Тимофей — широкий, в армяке распояской — вглядывался внимательно в лицо Шелихова.

   — Беда какая?

   — Нет, — развернул тот широкие плечи, — не спится. Тесно в каюте. Не привыкну никак.

Сел к огню поближе. Попробовал ладонью гальку: от жара костра она была тёплой. Подумал: «Как на печи у матушки».

Кильсей сторожко оборотился к тёмному небу. Прислушался. Прислушался и Шелихов и за ровным рокотом волн неожиданно услышал далёкое, далёкое:

«Га-га-га... Кры-кры-кры...»

   — Голоса птичьи, — сказал Кильсей, — последние улетают. Ишь как жалобно прощаются.

И вновь услышал Шелихов звучащее, как плач:

«Га-а-а... Кры-кры-кры...»

У Кильсея морщинки на лице распустились, и стало видно, что лицо у него доброе, мягкое — одно из тех лиц, глядя на которые душой отдыхаешь.

   — По голосам этим многое можно угадать, — сказал Кильсей, — и когда снег первый выпадет, и какой зиме быть. Птица лучше человека в Божьих этих велениях смыслит.

   — Это точно, — поддакнул Тимофей. Сказал Шелихову: — Ты посиди, Григорий Иванович, мы в дальние костры плавничка подбросим и мигом назад. Рыбку на камушках поджарим. Поешь с нами.

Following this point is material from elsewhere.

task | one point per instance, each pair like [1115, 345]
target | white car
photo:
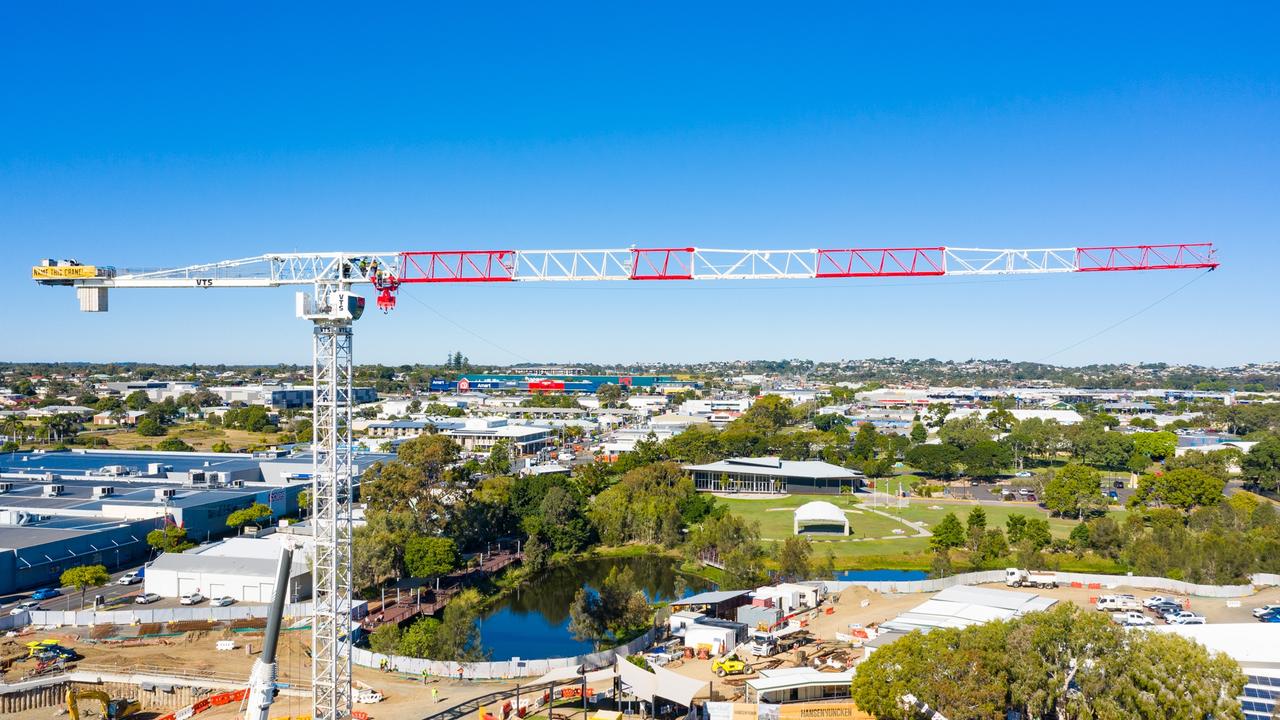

Наскучило, видно, мужику ночь на берегу сидеть. Рад был приходу Шелихова. Заторопился, пошагал к пылавшему саженях в ста второму костру. Повернул лицо:

   — Посиди, посиди. Мы мигом.

Кильсей за ним поспешил. Шелихов вслед им взглянул, подобрал палку, поправил угли в костре. Большое пламя спало, и от костра шёл ровный жар. Хорошо было вот так у огонька посидеть под ветерком.

Тревоги Григория Ивановича были не случайны. Когда пришёл галиот «Симеон и Анна», все приободрились: знать, думалось, на острову этом чёрном, где крестов над могилами безвестными во всех распадках понатыкано, зимовать не придётся. Уйдём. День, другой подождём, придёт «Святой Михаил», и отчалим флотилией от угрюмых берегов. Шелихов приказ о зимовке ватаге не высказал. Надеялся — придёт отставший галиот. А его всё не было. И сказать было трудно: придёт ли, нет ли? Не уснёшь в таком разе.